• La faucheuse et l'Enfant

    Elle chevauchait maintenant sans vergogne les ailes d'un ange.

    La grande faucheuse avait pénétré plus avant dans cette vie sacrée mise en scène avec amour.S'il avait été en mon pouvoir de mettre fin à son périple sacrilège, je l'aurais sans hésiter écrasée d'un coup, d'un seul! Mais je craignais trop de briser anges, rois, bergers,agneaux et autres nobles vaisseaux du désert. 
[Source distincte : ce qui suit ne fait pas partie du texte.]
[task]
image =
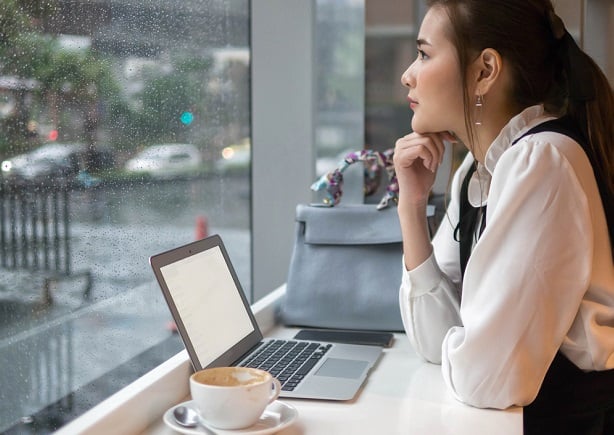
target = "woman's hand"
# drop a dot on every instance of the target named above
(416, 159)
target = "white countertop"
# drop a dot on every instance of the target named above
(402, 395)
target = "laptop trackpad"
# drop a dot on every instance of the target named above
(342, 368)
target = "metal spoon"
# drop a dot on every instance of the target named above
(186, 417)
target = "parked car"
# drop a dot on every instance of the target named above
(51, 160)
(166, 161)
(235, 158)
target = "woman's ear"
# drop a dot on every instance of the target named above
(487, 67)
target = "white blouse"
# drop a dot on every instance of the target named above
(539, 279)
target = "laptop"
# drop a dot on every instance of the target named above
(218, 327)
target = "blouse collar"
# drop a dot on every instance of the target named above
(479, 185)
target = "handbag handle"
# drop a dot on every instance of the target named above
(375, 161)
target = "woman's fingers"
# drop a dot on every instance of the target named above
(428, 148)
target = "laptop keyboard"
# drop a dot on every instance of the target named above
(288, 360)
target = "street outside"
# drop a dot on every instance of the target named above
(47, 351)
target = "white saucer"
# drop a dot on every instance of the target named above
(275, 417)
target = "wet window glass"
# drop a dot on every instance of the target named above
(124, 132)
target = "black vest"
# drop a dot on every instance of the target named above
(570, 401)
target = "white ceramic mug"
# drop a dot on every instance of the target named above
(233, 397)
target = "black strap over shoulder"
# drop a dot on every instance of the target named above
(468, 219)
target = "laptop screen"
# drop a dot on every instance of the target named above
(207, 304)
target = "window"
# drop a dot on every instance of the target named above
(113, 119)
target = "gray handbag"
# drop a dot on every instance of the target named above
(345, 270)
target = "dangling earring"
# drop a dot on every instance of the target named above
(478, 108)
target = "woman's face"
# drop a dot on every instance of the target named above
(434, 81)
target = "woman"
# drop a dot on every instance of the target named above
(515, 298)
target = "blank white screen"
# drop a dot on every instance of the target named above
(208, 303)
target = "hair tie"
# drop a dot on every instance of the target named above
(576, 63)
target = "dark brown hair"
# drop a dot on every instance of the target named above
(524, 35)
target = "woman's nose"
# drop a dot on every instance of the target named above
(407, 78)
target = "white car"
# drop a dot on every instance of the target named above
(51, 160)
(166, 160)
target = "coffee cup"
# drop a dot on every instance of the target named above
(233, 397)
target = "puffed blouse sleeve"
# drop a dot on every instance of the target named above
(524, 281)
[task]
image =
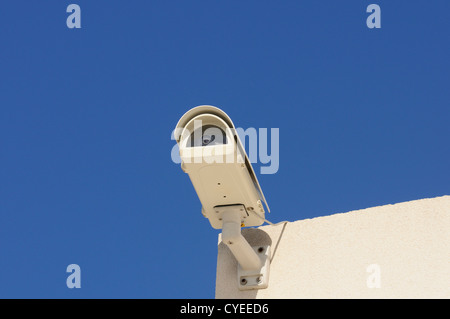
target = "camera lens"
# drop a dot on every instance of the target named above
(208, 135)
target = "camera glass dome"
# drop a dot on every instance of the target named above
(208, 135)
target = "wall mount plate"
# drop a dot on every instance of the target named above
(256, 279)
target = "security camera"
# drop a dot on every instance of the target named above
(213, 156)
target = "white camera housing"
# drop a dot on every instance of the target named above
(213, 156)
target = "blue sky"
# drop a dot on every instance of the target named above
(86, 116)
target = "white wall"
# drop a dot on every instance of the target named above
(403, 248)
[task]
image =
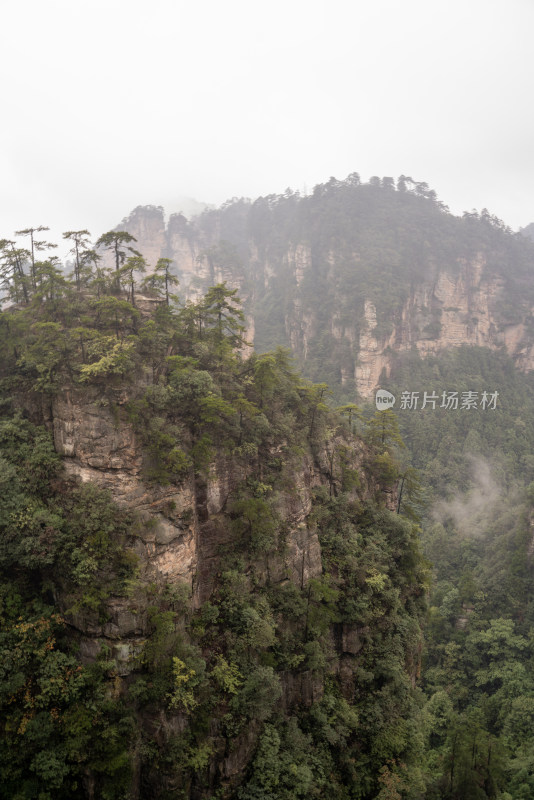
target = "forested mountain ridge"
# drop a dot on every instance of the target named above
(205, 587)
(355, 272)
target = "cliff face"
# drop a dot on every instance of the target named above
(447, 306)
(181, 532)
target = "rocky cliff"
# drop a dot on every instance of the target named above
(207, 582)
(449, 282)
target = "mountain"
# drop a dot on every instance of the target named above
(356, 272)
(205, 586)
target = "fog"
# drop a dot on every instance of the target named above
(472, 511)
(109, 105)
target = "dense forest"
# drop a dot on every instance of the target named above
(260, 679)
(271, 682)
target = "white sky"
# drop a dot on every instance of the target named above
(109, 105)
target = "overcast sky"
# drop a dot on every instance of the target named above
(110, 105)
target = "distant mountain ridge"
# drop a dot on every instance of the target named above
(355, 273)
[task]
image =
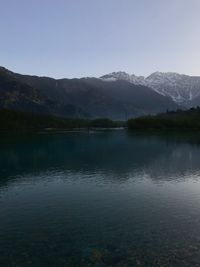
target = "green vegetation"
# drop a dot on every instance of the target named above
(180, 119)
(11, 120)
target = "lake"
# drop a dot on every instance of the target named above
(100, 199)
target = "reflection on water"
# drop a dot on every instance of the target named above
(100, 199)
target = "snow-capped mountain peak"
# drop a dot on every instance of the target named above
(183, 89)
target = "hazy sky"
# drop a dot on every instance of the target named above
(74, 38)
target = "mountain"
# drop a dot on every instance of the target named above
(182, 89)
(86, 97)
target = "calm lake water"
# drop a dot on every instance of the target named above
(100, 199)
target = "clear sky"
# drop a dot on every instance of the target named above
(75, 38)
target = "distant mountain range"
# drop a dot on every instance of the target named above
(182, 89)
(118, 99)
(117, 95)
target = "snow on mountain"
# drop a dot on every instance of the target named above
(182, 89)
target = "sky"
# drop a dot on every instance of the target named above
(78, 38)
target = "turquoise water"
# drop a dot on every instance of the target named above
(100, 199)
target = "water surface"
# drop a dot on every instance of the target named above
(100, 199)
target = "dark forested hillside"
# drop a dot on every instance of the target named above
(189, 119)
(82, 98)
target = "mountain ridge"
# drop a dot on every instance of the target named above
(84, 97)
(181, 88)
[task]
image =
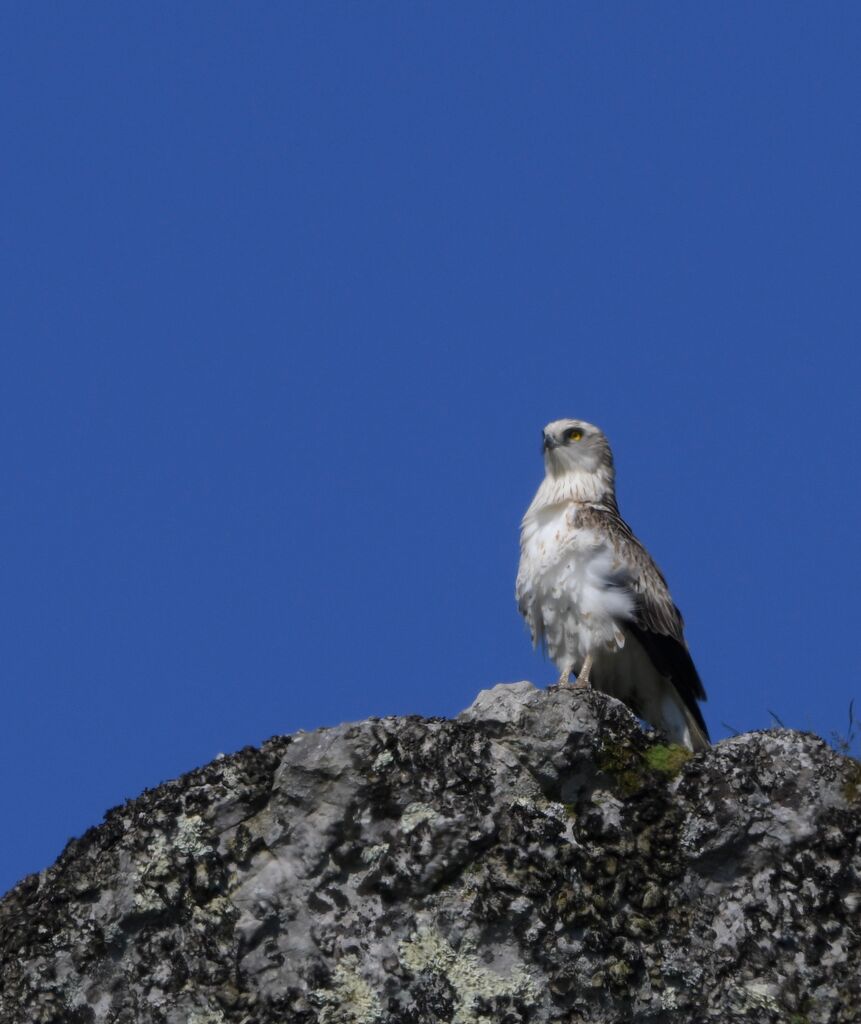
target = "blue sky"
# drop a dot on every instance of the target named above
(289, 292)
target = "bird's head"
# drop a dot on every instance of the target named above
(575, 446)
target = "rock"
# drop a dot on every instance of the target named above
(539, 858)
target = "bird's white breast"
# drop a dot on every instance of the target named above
(567, 587)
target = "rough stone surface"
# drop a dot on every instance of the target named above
(539, 858)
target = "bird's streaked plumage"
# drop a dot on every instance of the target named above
(592, 595)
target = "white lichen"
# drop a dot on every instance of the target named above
(471, 980)
(415, 814)
(383, 759)
(350, 998)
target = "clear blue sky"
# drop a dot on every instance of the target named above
(289, 291)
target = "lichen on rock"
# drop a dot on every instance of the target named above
(539, 858)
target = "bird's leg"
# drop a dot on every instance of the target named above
(583, 678)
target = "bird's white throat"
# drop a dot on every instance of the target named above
(577, 485)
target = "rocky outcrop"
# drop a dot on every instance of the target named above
(539, 858)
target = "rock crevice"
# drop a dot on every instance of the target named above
(537, 858)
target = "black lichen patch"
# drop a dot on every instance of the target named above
(560, 864)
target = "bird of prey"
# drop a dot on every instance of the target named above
(592, 595)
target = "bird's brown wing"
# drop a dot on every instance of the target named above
(657, 624)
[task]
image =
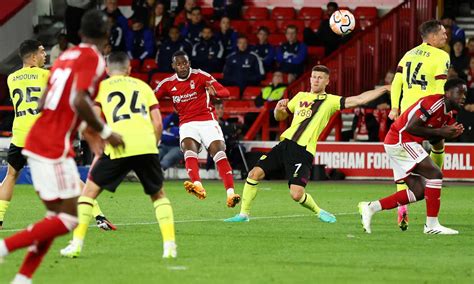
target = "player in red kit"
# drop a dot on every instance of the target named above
(67, 101)
(191, 91)
(430, 117)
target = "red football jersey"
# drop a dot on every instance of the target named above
(430, 109)
(190, 98)
(79, 68)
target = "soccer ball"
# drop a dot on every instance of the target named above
(342, 22)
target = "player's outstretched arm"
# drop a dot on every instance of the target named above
(280, 112)
(366, 97)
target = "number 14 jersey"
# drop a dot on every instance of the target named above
(126, 104)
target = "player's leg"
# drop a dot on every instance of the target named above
(16, 161)
(217, 151)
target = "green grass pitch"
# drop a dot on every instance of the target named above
(283, 244)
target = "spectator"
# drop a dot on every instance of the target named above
(140, 43)
(265, 50)
(292, 54)
(192, 29)
(160, 22)
(243, 67)
(112, 10)
(170, 152)
(117, 34)
(227, 8)
(207, 53)
(227, 36)
(459, 59)
(456, 31)
(169, 47)
(324, 36)
(184, 14)
(61, 46)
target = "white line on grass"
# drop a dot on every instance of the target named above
(203, 220)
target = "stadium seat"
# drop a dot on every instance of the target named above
(141, 76)
(242, 27)
(365, 13)
(234, 92)
(276, 39)
(283, 13)
(251, 92)
(148, 65)
(256, 13)
(157, 77)
(310, 13)
(270, 24)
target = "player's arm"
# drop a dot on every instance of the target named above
(365, 97)
(416, 126)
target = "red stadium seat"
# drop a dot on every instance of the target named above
(367, 13)
(157, 78)
(283, 13)
(270, 24)
(276, 39)
(141, 76)
(256, 13)
(148, 65)
(242, 27)
(234, 92)
(251, 92)
(310, 13)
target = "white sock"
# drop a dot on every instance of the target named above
(432, 222)
(3, 249)
(230, 191)
(375, 206)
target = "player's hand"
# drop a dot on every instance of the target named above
(394, 114)
(210, 89)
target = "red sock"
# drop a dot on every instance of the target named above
(395, 200)
(224, 168)
(45, 230)
(34, 257)
(432, 197)
(192, 166)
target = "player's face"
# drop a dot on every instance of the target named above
(181, 66)
(319, 81)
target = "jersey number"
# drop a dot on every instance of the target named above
(133, 106)
(28, 99)
(411, 78)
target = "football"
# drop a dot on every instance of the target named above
(342, 22)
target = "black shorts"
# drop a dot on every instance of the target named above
(108, 174)
(15, 158)
(294, 158)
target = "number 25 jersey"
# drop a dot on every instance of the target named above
(26, 88)
(421, 72)
(80, 68)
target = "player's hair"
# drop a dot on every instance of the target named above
(179, 53)
(321, 68)
(28, 47)
(453, 83)
(94, 24)
(428, 27)
(118, 61)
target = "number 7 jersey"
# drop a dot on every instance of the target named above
(421, 72)
(78, 69)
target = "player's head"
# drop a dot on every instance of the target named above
(180, 64)
(455, 90)
(94, 28)
(319, 78)
(434, 33)
(118, 63)
(32, 53)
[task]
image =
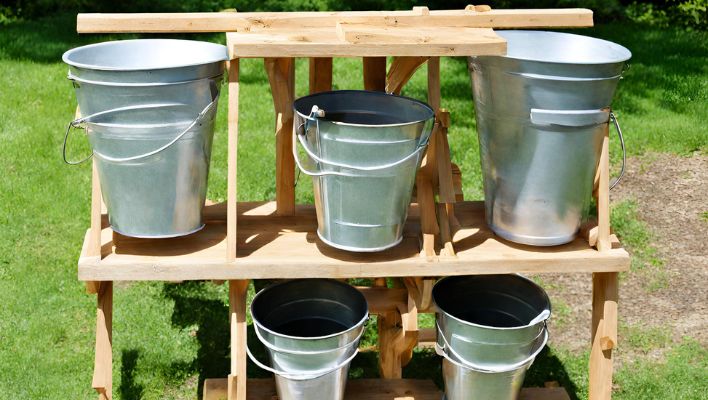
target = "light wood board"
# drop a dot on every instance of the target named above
(272, 246)
(371, 389)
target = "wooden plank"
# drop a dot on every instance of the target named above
(238, 326)
(254, 21)
(325, 43)
(371, 389)
(231, 184)
(374, 73)
(272, 246)
(281, 74)
(605, 293)
(103, 363)
(320, 74)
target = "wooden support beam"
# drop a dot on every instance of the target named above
(375, 73)
(237, 306)
(605, 293)
(401, 71)
(231, 185)
(103, 363)
(281, 73)
(259, 21)
(320, 74)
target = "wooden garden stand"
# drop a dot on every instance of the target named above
(444, 235)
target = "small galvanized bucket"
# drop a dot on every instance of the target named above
(311, 330)
(464, 381)
(363, 151)
(148, 108)
(490, 321)
(542, 111)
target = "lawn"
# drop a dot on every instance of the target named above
(169, 337)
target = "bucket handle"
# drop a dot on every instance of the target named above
(442, 351)
(300, 377)
(77, 124)
(579, 118)
(299, 133)
(313, 352)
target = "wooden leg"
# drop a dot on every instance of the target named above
(103, 364)
(281, 73)
(237, 305)
(375, 73)
(605, 292)
(231, 212)
(320, 74)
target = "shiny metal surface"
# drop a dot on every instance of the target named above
(140, 96)
(541, 112)
(311, 330)
(463, 382)
(490, 321)
(364, 155)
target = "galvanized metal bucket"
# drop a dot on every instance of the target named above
(464, 381)
(148, 108)
(542, 111)
(490, 321)
(311, 330)
(363, 151)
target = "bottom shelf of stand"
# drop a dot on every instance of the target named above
(370, 389)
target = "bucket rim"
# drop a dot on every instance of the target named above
(66, 57)
(359, 323)
(623, 58)
(498, 328)
(366, 93)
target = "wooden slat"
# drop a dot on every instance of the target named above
(371, 389)
(243, 22)
(319, 42)
(605, 293)
(281, 74)
(272, 246)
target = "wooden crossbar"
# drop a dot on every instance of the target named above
(254, 21)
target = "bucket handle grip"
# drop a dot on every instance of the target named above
(299, 133)
(77, 123)
(442, 351)
(304, 376)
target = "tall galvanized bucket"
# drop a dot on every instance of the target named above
(311, 330)
(542, 111)
(148, 107)
(363, 151)
(464, 381)
(490, 321)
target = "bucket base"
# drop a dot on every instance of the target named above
(159, 236)
(533, 240)
(358, 249)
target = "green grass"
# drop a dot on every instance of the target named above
(170, 337)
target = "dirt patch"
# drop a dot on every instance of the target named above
(672, 197)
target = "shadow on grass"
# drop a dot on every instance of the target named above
(129, 389)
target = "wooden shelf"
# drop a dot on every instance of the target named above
(370, 389)
(272, 246)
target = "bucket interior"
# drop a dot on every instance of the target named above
(145, 54)
(554, 47)
(309, 308)
(360, 107)
(497, 301)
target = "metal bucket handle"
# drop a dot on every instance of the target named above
(442, 351)
(313, 352)
(300, 377)
(317, 113)
(77, 124)
(580, 118)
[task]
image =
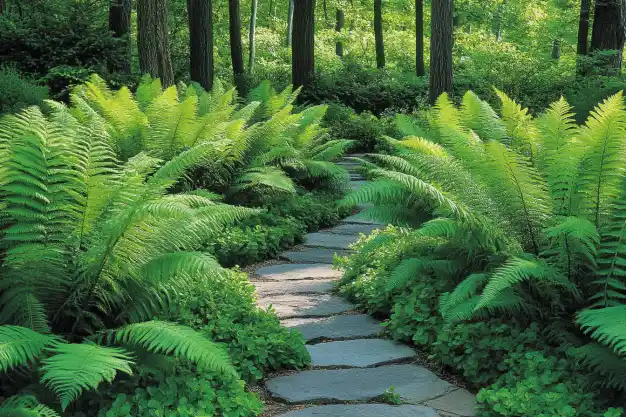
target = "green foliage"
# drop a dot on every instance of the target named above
(16, 92)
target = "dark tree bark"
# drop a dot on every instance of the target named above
(440, 49)
(608, 33)
(583, 28)
(253, 10)
(556, 49)
(201, 42)
(419, 38)
(236, 49)
(303, 48)
(338, 27)
(153, 40)
(289, 22)
(378, 34)
(119, 24)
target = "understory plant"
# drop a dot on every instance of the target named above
(92, 249)
(520, 219)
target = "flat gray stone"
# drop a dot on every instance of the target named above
(353, 229)
(329, 240)
(363, 410)
(355, 185)
(359, 353)
(335, 328)
(413, 383)
(319, 286)
(359, 220)
(460, 402)
(314, 255)
(317, 305)
(286, 272)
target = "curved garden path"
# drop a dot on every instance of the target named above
(353, 366)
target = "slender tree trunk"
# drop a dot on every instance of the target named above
(378, 34)
(201, 42)
(440, 49)
(153, 40)
(119, 24)
(289, 22)
(303, 48)
(253, 11)
(236, 49)
(325, 12)
(556, 49)
(583, 28)
(338, 27)
(608, 33)
(419, 38)
(499, 19)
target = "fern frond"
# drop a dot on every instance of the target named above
(73, 368)
(174, 339)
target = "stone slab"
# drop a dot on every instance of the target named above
(319, 286)
(314, 255)
(335, 328)
(359, 220)
(460, 402)
(316, 305)
(414, 384)
(287, 272)
(353, 229)
(355, 185)
(329, 240)
(363, 410)
(358, 353)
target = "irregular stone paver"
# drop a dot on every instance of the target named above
(363, 410)
(359, 353)
(286, 272)
(317, 255)
(318, 305)
(355, 185)
(460, 402)
(353, 229)
(413, 383)
(359, 220)
(319, 286)
(335, 328)
(329, 240)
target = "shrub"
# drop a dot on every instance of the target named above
(16, 92)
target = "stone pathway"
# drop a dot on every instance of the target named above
(352, 366)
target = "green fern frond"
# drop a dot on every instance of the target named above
(174, 339)
(73, 368)
(606, 325)
(19, 346)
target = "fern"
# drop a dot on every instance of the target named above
(177, 340)
(72, 368)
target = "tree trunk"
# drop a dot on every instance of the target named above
(253, 11)
(303, 48)
(556, 49)
(236, 49)
(289, 22)
(419, 38)
(440, 49)
(499, 19)
(378, 34)
(609, 32)
(338, 27)
(153, 40)
(201, 42)
(119, 24)
(583, 28)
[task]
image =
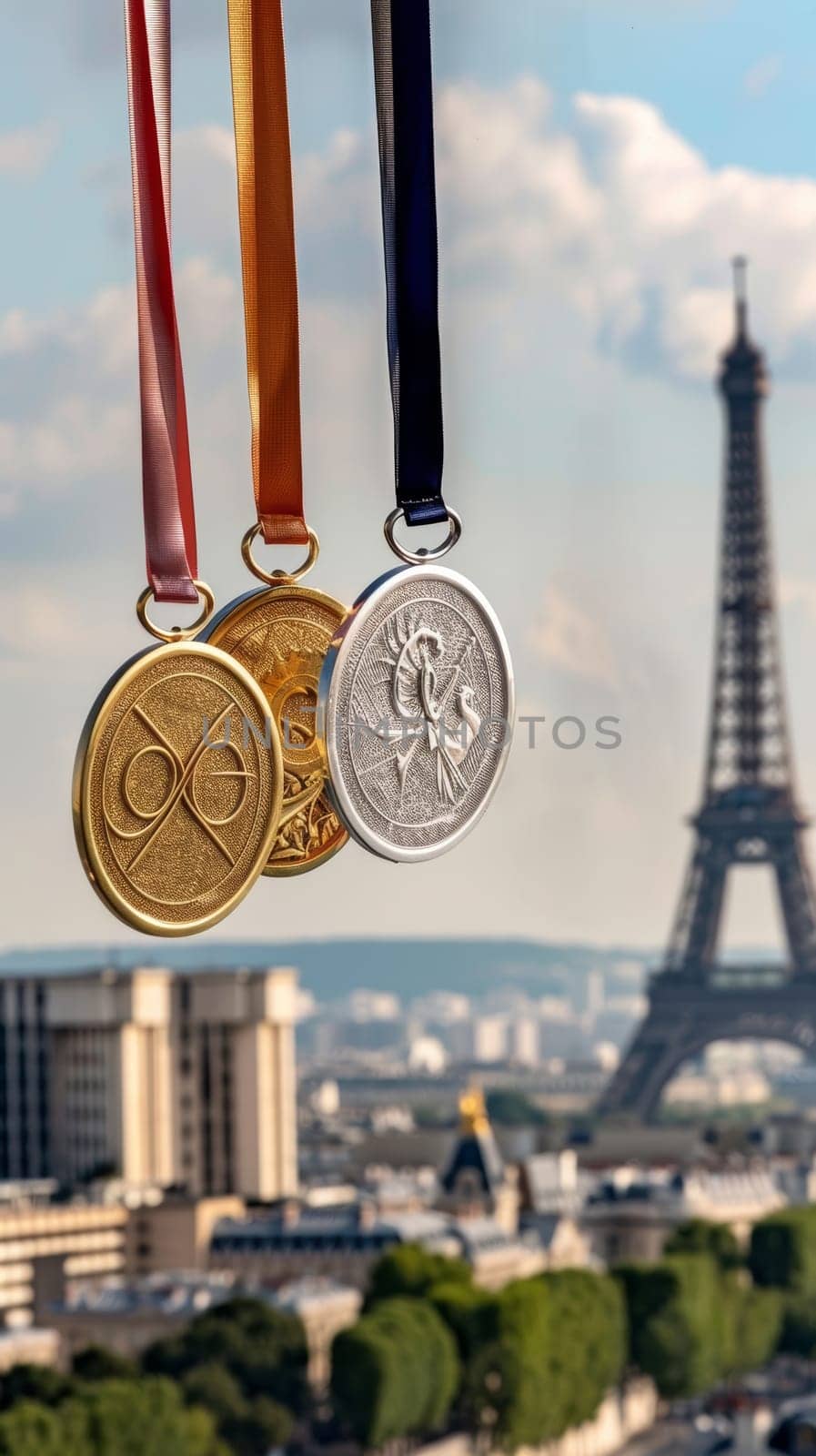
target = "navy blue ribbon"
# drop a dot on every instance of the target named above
(405, 123)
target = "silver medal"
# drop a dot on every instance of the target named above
(417, 711)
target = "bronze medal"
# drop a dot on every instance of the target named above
(281, 637)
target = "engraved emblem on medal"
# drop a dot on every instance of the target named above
(281, 637)
(417, 710)
(177, 788)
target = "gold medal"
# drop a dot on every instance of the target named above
(281, 637)
(177, 788)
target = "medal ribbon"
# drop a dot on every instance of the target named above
(169, 519)
(268, 264)
(405, 123)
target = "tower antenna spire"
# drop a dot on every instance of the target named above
(740, 266)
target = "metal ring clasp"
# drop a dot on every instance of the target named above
(424, 555)
(176, 633)
(279, 579)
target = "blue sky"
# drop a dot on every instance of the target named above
(598, 165)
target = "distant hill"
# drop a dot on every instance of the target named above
(332, 968)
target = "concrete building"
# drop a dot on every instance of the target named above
(128, 1315)
(631, 1213)
(46, 1244)
(175, 1232)
(159, 1077)
(344, 1244)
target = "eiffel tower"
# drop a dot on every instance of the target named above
(750, 812)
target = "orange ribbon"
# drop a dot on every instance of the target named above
(268, 262)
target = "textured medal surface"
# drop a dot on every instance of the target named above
(281, 637)
(176, 793)
(417, 703)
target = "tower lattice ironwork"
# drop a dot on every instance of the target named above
(750, 812)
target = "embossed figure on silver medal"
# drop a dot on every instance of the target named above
(422, 713)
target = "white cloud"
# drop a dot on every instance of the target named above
(26, 150)
(612, 213)
(761, 76)
(568, 637)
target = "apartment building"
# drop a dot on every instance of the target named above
(153, 1077)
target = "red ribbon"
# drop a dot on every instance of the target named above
(169, 517)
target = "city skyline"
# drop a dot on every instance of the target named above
(582, 325)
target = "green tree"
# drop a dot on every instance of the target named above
(783, 1251)
(587, 1344)
(396, 1372)
(217, 1390)
(675, 1321)
(468, 1310)
(134, 1419)
(262, 1426)
(758, 1329)
(799, 1325)
(505, 1394)
(412, 1270)
(261, 1347)
(367, 1385)
(701, 1237)
(29, 1429)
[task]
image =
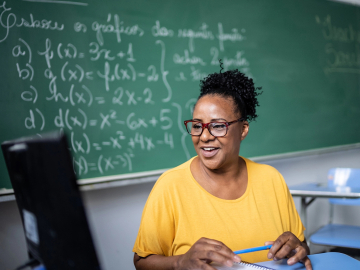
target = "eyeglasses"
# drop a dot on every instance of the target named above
(216, 129)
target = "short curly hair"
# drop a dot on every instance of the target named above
(235, 85)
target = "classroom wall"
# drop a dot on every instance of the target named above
(115, 213)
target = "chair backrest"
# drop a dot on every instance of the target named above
(344, 179)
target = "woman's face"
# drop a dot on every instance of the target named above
(218, 152)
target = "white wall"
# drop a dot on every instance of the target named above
(115, 213)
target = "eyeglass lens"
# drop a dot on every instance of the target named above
(215, 128)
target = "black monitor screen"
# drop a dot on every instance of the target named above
(53, 215)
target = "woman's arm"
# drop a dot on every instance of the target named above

    Son stupide et aveugle dessein avait conduit la grande faucheuse encore plus près de l'enfant. Au passage, telle une ombre, elle effleura la mère et parut même toiser le père, marquant un arrêt incompréhensible dans sa progression fatale. Le nouveau né livré sans défense au monde barbare lui offrait maintenant son visage innocent. La grande faucheuse caressa sans raison par trois fois ce divin tout fragile, et continua son oeuvre étrange, se glissant sur le sol à mes pieds.

    J'étais donc le prochain!

    Cependant pas d'impunité avec moi grande faucheuse.Une revue repliée comme une massue allait accomplir la sentence mais il me vint une illumination en contemplant d'un regard furtif ma crèche apaisée. La grande faucheuse n'a d'autre volonté que d'accomplir l'ordre des choses. Elle est née rampante, elle tisse une toile à la géométrie parfaite et ce jour, elle ne sait pas qu'elle a gambadé sur le minois de Jésus! "Laisse-la donc accomplir son oeuvre qui échappe à ton entendement", me dit une voix intérieure.

    D'ailleurs, le bébé-roi, un peu figé dans sa joie éternelle, "ne te souffle-t-il pas que la grande faucheuse, il en fera son affaire....plus tard". Perdu dans cette pensée, je vis sans réagir l'araignée se glisser sous le buffet tout bardé de guirlandes, lumières, personnages profanes et joufflus. C'est aussi ça l'esprit de Noël,aussi simple que d'épargner cette grande faucheuse, ou de l'envisager d'un autre oeil.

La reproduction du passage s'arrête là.